480 - Workplace-Based Clinical Assessments of Medical Students Reflect Assessors and Random Chance More Than Students

Friday, April 28, 2023

5:15 PM – 7:15 PM ET

Poster Number: 480
Publication Number: 480.123

Rachel A. Arnesen, Weill Cornell Medicine, Bethesda, MD, United States; Daniel Restifo, Weill Cornell Medicine, New York, New York, NY, United States; Thanakorn Jirasevijinda, Weill Cornell Medical College, New York, NY, United States; Adin Nelson, Weill Cornell Medicine, New York, NY, United States

Presenting Author(s)

Rachel A. Arnesen (she/her/hers)

Medical Student
Weill Cornell Medicine
Bethesda, Maryland, United States

Background: Medical students’ clinical performance is assessed both qualitatively (with narrative comments) and quantitatively (with numerical scores). Those scores play a large role in students’ final grades and residency applications, but previous studies have questioned whether clerkship clinical assessments truly reflect the student or the assessor.

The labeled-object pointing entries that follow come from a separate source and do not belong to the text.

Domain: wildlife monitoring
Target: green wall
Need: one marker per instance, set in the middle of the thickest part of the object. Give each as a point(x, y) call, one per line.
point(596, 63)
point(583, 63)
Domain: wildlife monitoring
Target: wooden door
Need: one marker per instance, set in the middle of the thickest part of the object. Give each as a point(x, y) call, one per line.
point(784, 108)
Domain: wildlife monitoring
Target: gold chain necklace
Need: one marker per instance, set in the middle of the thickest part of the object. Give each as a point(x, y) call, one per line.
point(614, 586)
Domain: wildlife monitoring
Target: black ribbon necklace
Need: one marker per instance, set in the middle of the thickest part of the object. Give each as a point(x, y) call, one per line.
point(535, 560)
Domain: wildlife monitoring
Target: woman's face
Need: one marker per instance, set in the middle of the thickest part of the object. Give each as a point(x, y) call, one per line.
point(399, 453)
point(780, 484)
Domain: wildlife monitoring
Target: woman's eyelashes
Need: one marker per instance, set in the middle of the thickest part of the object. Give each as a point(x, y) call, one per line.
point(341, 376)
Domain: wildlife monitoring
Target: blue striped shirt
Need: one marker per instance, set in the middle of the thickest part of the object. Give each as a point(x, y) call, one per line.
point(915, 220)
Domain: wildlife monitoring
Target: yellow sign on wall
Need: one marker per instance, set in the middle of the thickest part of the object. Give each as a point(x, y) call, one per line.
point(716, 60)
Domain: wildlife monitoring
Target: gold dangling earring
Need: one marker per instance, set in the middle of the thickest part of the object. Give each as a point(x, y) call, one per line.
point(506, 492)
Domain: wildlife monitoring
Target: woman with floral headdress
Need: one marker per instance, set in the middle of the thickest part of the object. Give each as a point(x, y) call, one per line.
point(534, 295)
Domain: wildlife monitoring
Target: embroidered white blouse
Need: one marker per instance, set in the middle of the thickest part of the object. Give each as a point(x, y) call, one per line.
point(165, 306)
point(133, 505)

Objective: 1) To explore sources of variability in quantitative student assessments including assessor characteristics, student demographics, and rotation site and sequence; 2) To test assessment reliability and determine the number of assessments required for a valid metric of student performance.

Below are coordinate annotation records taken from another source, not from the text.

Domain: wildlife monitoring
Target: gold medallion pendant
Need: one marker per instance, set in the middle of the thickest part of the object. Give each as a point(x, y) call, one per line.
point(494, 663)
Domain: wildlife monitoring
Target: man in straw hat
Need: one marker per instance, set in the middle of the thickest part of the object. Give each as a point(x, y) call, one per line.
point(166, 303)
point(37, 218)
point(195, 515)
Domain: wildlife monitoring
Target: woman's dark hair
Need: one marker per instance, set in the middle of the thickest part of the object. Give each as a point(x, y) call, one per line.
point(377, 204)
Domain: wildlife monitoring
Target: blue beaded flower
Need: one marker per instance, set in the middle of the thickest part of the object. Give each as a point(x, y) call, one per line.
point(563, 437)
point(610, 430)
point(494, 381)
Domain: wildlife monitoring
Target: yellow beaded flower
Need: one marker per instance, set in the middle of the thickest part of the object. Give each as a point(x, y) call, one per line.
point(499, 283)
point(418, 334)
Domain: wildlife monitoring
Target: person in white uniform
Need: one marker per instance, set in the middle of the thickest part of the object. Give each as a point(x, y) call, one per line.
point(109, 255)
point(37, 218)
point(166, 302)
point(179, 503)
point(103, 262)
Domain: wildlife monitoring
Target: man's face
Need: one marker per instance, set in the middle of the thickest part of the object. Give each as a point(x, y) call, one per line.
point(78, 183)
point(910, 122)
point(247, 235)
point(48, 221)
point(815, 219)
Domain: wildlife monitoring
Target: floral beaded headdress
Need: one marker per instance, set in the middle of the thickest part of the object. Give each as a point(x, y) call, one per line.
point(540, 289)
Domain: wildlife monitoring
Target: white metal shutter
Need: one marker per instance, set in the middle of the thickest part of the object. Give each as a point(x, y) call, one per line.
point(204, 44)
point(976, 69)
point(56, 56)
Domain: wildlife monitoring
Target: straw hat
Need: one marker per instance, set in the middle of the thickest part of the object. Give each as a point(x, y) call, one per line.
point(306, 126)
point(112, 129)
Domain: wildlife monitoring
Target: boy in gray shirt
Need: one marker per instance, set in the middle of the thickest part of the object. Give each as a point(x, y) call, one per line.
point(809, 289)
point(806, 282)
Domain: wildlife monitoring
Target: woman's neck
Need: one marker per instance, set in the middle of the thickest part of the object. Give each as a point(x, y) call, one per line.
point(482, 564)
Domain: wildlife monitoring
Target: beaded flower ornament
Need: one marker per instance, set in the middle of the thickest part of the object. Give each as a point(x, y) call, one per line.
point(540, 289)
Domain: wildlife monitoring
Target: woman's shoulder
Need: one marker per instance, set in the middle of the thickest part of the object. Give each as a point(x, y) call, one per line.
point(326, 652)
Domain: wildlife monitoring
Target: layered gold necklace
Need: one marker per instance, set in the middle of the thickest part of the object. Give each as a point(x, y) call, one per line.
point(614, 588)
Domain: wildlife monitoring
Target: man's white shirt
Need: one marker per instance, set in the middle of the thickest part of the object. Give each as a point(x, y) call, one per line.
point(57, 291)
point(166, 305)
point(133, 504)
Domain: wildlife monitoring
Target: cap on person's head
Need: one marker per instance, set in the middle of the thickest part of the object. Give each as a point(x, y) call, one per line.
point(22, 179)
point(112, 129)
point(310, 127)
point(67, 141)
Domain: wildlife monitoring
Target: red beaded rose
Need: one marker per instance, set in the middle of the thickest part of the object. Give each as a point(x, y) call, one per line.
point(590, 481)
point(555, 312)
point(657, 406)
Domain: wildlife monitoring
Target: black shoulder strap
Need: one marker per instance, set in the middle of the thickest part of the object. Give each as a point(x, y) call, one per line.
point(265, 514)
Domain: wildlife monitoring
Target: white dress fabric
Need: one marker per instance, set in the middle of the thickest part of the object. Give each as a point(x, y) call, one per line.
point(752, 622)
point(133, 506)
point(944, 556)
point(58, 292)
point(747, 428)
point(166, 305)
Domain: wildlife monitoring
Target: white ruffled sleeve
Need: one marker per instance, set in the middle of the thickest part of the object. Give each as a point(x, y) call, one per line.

Design/Methods: We conducted a retrospective cross-sectional study of written assessments (SPEs) in the Pediatrics Clerkship at Weill Cornell from 2018 through 2021. The SPE is a standardized assessment form of twelve questions with behavior anchors on a 4-point scale. We used a linear mixed-effects model with student and evaluator characteristics as random effects to test whether the SPE scores correlated more with students or assessors. We then used a multivariable mixed-effects model to investigate the effects of various demographic and contextual factors. We also conducted a reliability analysis using the generalizability coefficient.

Results: We analyzed 2,958 SPEs submitted by 380 assessors (67% female; 36% attendings, 4% fellows, 60% residents) for 446 students (50% female). The median number of SPEs per student was 6. Interns and residents gave significantly higher SPE scores than attendings (p < 0.001), but there was no impact by gender, rotation site, rotation length, or time of year. We found a greater variance between assessors (0.090 points, SD 0.300) than between students (0.013 points, SD 0.115) and a large residual (0.080 points, SD 0.282), suggesting that assessor characteristics and random effects played a larger role in students’ scores than student characteristics. In order to reach 80% scoring reliability using the current assessment system, we would need a minimum of 24 SPEs per student.

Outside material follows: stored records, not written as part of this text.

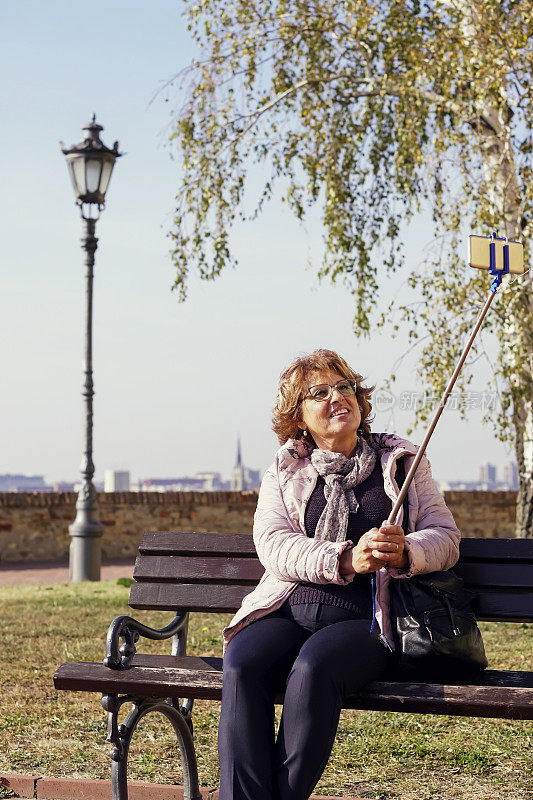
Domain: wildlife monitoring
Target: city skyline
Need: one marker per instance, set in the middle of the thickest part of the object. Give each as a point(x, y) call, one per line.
point(173, 383)
point(488, 477)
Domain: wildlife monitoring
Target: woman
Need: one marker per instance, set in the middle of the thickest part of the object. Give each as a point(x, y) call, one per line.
point(317, 625)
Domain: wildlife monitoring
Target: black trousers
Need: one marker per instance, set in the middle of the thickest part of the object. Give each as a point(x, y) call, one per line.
point(319, 654)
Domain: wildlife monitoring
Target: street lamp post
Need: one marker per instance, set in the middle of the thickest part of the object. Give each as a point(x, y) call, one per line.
point(90, 166)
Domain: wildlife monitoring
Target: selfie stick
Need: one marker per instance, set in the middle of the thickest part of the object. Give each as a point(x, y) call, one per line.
point(477, 248)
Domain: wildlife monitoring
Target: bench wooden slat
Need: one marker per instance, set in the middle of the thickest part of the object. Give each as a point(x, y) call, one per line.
point(516, 576)
point(497, 549)
point(490, 605)
point(508, 695)
point(188, 596)
point(197, 568)
point(220, 569)
point(176, 543)
point(504, 606)
point(193, 542)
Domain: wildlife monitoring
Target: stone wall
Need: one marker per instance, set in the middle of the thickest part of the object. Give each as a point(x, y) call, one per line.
point(34, 527)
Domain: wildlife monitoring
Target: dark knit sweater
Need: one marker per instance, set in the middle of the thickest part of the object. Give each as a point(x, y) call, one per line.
point(374, 507)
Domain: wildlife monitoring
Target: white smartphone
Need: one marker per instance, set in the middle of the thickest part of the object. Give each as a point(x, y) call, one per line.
point(479, 253)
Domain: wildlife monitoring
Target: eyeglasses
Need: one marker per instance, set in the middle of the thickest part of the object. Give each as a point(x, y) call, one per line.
point(322, 391)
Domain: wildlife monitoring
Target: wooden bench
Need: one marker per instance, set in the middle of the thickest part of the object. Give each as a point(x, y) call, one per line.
point(186, 572)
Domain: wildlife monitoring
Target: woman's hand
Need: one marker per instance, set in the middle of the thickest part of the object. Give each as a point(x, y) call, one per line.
point(389, 546)
point(376, 548)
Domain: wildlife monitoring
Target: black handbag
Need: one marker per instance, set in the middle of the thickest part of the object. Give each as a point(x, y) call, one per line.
point(433, 621)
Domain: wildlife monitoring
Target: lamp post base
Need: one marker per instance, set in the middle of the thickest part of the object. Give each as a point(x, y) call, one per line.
point(85, 558)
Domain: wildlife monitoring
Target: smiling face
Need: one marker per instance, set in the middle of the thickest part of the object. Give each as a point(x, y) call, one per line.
point(333, 423)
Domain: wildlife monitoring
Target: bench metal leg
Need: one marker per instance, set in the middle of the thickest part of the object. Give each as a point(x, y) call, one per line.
point(120, 736)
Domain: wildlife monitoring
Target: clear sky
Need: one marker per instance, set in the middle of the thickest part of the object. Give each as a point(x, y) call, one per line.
point(175, 384)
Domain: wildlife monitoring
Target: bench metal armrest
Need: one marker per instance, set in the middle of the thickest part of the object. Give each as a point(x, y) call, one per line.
point(129, 630)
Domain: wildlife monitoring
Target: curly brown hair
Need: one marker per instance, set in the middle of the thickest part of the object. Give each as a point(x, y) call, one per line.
point(293, 386)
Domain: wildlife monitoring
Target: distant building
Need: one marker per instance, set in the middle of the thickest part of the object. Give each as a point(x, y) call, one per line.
point(487, 474)
point(63, 486)
point(116, 481)
point(243, 478)
point(23, 483)
point(201, 482)
point(212, 481)
point(510, 476)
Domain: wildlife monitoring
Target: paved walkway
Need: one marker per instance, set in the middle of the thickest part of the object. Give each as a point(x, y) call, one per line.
point(16, 572)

Conclusion(s): We found that assessors’ characteristics and random chance contributed more variability to quantitative assessments of students’ clinical performance than student characteristics. Additionally, achieving 80% reliability with our current assessment system would require 4 times more assessments than students currently receive. Designing more-nuanced assessments with broader scales, improving training and guidelines for assessors, and soliciting more assessments per student may increase the validity of quantitative clerkship student clinical assessment.